MS-YOLO: Object Detection Based on YOLOv5 Optimized Fusion Millimeter-Wave Radar and Machine Vision

Millimeter-wave radar and machine vision are both important means for intelligent vehicles to perceive the surrounding environment. Aiming at the problem of multi-sensor fusion, this paper proposes the object detection method of millimeter-wave radar and vision fusion. Radar and camera complement each other, and radar data fusion in machine vision network can effectively reduce the rate of missed detection under insufficient light conditions, and improve the accuracy of remote small object detection. The radar information is processed by mapping transformation neural network to obtain the mask map, so that radar information and visual information in the same scale.
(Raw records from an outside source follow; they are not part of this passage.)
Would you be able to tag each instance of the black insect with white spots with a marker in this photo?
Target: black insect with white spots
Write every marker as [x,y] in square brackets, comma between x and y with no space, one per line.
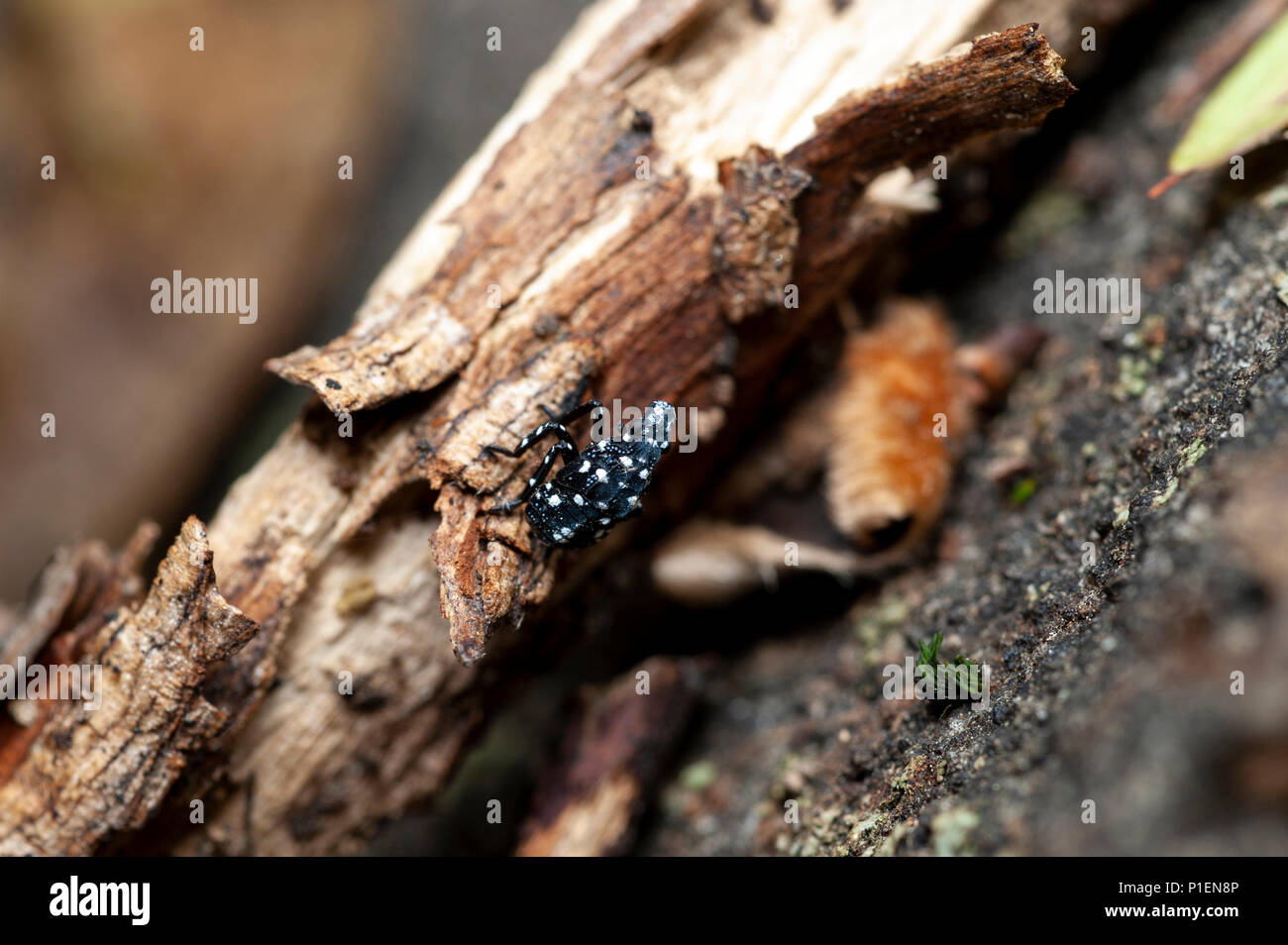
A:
[596,486]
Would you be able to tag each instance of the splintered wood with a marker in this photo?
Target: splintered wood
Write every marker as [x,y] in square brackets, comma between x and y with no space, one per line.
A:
[630,231]
[597,257]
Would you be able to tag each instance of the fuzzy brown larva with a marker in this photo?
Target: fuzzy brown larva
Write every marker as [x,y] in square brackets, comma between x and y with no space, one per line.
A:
[894,420]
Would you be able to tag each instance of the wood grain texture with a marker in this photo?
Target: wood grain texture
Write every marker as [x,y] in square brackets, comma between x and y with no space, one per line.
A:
[549,270]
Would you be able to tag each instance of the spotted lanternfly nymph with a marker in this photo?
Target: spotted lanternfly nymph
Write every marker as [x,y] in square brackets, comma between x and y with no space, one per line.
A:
[596,486]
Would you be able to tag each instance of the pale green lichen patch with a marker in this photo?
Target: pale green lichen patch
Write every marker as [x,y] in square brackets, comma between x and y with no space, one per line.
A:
[952,829]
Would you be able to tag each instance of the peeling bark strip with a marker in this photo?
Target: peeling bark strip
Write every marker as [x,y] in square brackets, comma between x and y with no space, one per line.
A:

A multi-data source deep learning object detection network (MS-YOLO) based on millimeter-wave radar and vision fusion was proposed. Homemade datasets were used for training and testing. This maximized the use of sensor information and improved the detection accuracy under the premise of ensuring the detection speed. Compared with the original YOLOv5 (the fifth version of the You Only Look Once) network, the results show that the MS-YOLO network meets the accuracy requirements better. Among the models, the large model of MS-YOLO has the highest accuracy with an mAP reaching 0.888. The small model of MS-YOLO has good accuracy and speed, and the mAP reaches 0.841 while maintaining a high frame rate of 65 fps.